By a large actor in the humanitarian field, Vesper was asked to assess what consequences and possible repercussions would ensue from the partition into two states of the Sudan. Vesper swiftly used its in-house experience from the area and academic acumen to provide a brief but solid assessment on the matter, defining both mitigating circumstances and risk pointers for the coming period.

Brief Summary

  • Although differences persist beneath the mutual recognition, in the immediate term (2-4 months), no decisive international crisis will  re-emerge from the division of Sudan into two separate state entities on the 9th of July 2011.  However, mounting militarization on both sides of the disputed North-South border is cause for concern – and clashes involving rogue forces and secessionists occurred in Abyei, South Kordofan and Blue Nile provinces prior to the partition and might well escalate.
  • No certain predictions could be made as to the future stability of the remainder of Sudan, still one of Africa’s largest countries. Identifiable centrifugal forces are at work and domestic rivalries and dissent could yet again surface in Khartoum, adding potentially dangerous impetus to the period that lies ahead. Khartoum faces rebellion in Darfur - and the potential for unrest (and uprisings) in several other parts of the country should not be ignored.
  • Critical issues for Omar Bashir’s government and for the relationship between the two states include the demarcation of the common border, the distribution of oil revenues, access to water from the river Nile, the contested oil-rich region of Abyei, the settling of international debt and a few other outstanding questions. Local armed militias might continue their activities, not least along parts of the 2,010 km long border, especially in The Blue Nile and South Kordofan provinces. 

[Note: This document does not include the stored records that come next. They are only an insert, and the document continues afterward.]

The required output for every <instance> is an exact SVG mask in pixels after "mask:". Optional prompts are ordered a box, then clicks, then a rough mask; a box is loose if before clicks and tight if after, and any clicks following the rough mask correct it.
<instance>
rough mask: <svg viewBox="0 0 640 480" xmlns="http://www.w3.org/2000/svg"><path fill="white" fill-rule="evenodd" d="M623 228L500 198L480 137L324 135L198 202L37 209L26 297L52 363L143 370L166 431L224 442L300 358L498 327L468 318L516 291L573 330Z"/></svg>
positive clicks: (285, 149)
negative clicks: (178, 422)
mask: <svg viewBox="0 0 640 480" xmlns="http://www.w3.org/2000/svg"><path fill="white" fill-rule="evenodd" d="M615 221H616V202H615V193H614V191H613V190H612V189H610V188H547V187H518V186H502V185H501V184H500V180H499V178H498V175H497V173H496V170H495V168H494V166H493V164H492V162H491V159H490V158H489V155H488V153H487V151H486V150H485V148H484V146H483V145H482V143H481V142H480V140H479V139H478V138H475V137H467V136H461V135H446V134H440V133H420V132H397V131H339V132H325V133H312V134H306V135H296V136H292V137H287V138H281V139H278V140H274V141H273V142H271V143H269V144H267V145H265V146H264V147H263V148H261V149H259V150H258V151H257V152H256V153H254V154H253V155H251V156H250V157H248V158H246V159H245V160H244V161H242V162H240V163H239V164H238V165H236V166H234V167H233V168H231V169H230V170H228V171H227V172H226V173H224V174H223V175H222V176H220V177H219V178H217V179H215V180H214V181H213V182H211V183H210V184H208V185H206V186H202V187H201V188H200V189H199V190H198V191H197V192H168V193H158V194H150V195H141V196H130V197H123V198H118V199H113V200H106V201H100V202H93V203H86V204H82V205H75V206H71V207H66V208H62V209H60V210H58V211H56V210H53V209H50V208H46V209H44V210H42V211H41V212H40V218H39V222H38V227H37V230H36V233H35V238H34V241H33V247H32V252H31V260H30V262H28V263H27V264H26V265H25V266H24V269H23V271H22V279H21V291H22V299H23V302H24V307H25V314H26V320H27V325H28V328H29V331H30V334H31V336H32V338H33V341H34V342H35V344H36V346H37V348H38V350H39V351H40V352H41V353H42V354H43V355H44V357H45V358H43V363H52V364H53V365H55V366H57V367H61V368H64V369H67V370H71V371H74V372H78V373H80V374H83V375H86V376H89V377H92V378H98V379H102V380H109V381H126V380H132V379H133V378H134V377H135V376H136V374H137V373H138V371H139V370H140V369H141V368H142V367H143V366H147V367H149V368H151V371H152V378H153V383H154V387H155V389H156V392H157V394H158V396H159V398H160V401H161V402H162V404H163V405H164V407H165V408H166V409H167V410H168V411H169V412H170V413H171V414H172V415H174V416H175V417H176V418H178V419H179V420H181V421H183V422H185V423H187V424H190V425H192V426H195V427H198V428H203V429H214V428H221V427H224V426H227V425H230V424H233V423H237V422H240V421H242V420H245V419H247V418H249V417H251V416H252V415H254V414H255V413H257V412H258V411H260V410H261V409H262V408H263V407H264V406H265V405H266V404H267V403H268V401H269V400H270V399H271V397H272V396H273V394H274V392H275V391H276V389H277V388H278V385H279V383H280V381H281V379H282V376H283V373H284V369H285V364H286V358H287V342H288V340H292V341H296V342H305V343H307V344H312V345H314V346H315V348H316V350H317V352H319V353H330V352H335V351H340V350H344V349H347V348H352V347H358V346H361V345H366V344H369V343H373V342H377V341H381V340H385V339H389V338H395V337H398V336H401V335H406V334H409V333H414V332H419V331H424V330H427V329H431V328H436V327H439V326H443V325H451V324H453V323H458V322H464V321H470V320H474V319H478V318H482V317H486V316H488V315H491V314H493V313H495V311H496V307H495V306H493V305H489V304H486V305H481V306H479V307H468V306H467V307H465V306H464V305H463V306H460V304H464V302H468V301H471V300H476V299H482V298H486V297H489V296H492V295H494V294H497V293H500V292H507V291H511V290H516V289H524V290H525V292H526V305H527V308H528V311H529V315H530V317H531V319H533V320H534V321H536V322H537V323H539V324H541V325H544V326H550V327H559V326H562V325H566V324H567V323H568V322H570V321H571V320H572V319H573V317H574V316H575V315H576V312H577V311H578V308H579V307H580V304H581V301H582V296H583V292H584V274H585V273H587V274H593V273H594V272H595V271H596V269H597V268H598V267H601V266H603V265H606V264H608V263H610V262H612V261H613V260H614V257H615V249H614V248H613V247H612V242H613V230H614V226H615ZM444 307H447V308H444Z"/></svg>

  • Numerous statistical data seem to undermine the viability of the new-born state of South Sudan. However, progress has been made in several respects, if mostly in the capital Juba and its immediate surroundings; business life is thriving, many investors seeking to exploit lucrative deals with the new government and in connection with the growing U.N. presence.
  • Regime and state stability will depend on relations with Sudan, ethnic inclusiveness, the (equitable) distribution of the proceeds from oil-production, (some 95 % of the national income), national cohesiveness based on enhanced infrastructure, decentralized economic investment policies and the ability to exploit the country’s huge natural resources, from pastures and cattle, to minerals and metals.